Lo era. Para un príncipe demonio encontrar a su compañera era de vital importancia. Naruto se había acostado con una hembra tras otra en un intento desesperado por dar con ella. Durante su primer siglo de vida se había acostado con más que a lo largo de los catorce siguientes.

—Todas eran mayores que tú —prosiguió ella, —unas auténticas «damas», o lo que es lo mismo, unas ignorantes en la cama. ¿Te sonreían con timidez? ¿Fingían que no tenías una erección entre las piernas? —le preguntó, señalándosela con un dedo. —¿La tratabas con delicadeza?

«Sí a todo.» El odiaba que fueran tan delicadas. Naruto quería acostarse con una hembra durante toda una noche y que su cuerpo lo recordara al día siguiente. De joven, tenía un amigo que de vez en cuando aparecía con la espalda llena de arañazos de una de sus conquistas, y él lo envidiaba profundamente.

—Tiene que haber sido muy raro eso de acostarse con una desconocida tras otra. Han sido tantas, y eras demasiado joven para soportar tanta presión. Y encima llevarte una decepción tras otra.

Sus compañeras de cama siempre estaban muy nerviosas, todas y cada una de ellas confiaban en ser la elegida, soñaban con convertirse en su reina. El sexo había terminado por ser una carga, y sus encuentros sexuales eran cada vez más embarazosos.

«Siento haberlo despeinado. Me gusta lo que me hace, mi señor.»

—Hice lo que tenía que hacer por el reino —contestó él entre dientes. Su hermano mayor, Nagato, y su padre habían encontrado a sus respectivas compañeras en reinos vecinos. —Todos creíamos que terminaría por encontrar a mi hembra...

—Y que sería una diablesa virtuosa y desprendida como tú —terminó la frase, enfadada. —Y en vez de eso, vas y la encuentras quince siglos más tarde y resulto ser yo, una hechicera violenta, mentirosa y ladrona.

—Eso todavía está por ver.

Ella lo miró con cara de satisfacción.

—Te has acostado con muchas. ¿Las complaciste a todas?

«Ni mucho menos.»

—Nunca he recibido ninguna queja —respondió sincero, porque ninguna se habría atrevido a quejarse.

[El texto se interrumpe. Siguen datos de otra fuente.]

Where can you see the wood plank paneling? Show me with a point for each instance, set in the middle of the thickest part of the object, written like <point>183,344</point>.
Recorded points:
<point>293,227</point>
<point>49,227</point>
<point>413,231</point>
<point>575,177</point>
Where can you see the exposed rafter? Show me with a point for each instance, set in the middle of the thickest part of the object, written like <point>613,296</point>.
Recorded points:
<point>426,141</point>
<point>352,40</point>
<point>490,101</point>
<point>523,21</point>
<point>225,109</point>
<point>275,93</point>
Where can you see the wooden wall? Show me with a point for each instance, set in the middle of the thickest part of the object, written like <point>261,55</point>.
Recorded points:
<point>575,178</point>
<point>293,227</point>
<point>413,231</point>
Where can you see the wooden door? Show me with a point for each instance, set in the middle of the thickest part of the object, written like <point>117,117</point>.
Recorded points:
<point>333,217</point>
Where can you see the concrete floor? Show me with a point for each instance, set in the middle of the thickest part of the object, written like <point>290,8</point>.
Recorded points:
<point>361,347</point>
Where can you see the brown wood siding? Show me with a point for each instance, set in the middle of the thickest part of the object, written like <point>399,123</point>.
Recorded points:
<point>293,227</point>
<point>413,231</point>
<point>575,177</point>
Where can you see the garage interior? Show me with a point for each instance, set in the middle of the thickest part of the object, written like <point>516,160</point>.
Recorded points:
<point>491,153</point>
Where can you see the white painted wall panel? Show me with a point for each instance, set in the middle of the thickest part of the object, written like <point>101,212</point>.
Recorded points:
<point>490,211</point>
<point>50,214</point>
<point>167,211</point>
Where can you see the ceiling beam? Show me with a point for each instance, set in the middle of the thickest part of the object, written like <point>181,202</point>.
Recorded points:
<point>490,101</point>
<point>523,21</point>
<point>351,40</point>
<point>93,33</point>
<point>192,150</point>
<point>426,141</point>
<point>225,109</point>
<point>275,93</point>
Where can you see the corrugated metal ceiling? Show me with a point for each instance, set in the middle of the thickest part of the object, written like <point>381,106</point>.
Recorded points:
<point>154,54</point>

Y ése era el problema. Durante toda su vida, las hembras lo habían tratado como si en la cama siguiera siendo el rey. Y, aunque pudiera sonar bien, eso a él no lo estimulaba.

—Pero nunca has estado con una hechicera. —Se sentó a su lado. —En general, somos más exigentes que las diablesas.

—¿Crees que sólo me he acostado con hembras de mi especie?

Así era, pues estaba convencido de que la reina de los demonios de la ira iba a ser una de ellos. Naruto jamás se había planteado que su pareja pudiera ser una hechicera. «Pero quizá no lo sea.» No lo sabría con certeza hasta que hiciera el amor con ella.

«Niégalo cuanto quieras...»

Hinata le pasó las garras de los guantes por el estómago, y los músculos de esa zona se contrajeron bajo la caricia.

—Eres un hombre muy viril y dominante, y además eres rey. Tal vez preferirías que yo fuera más... dócil.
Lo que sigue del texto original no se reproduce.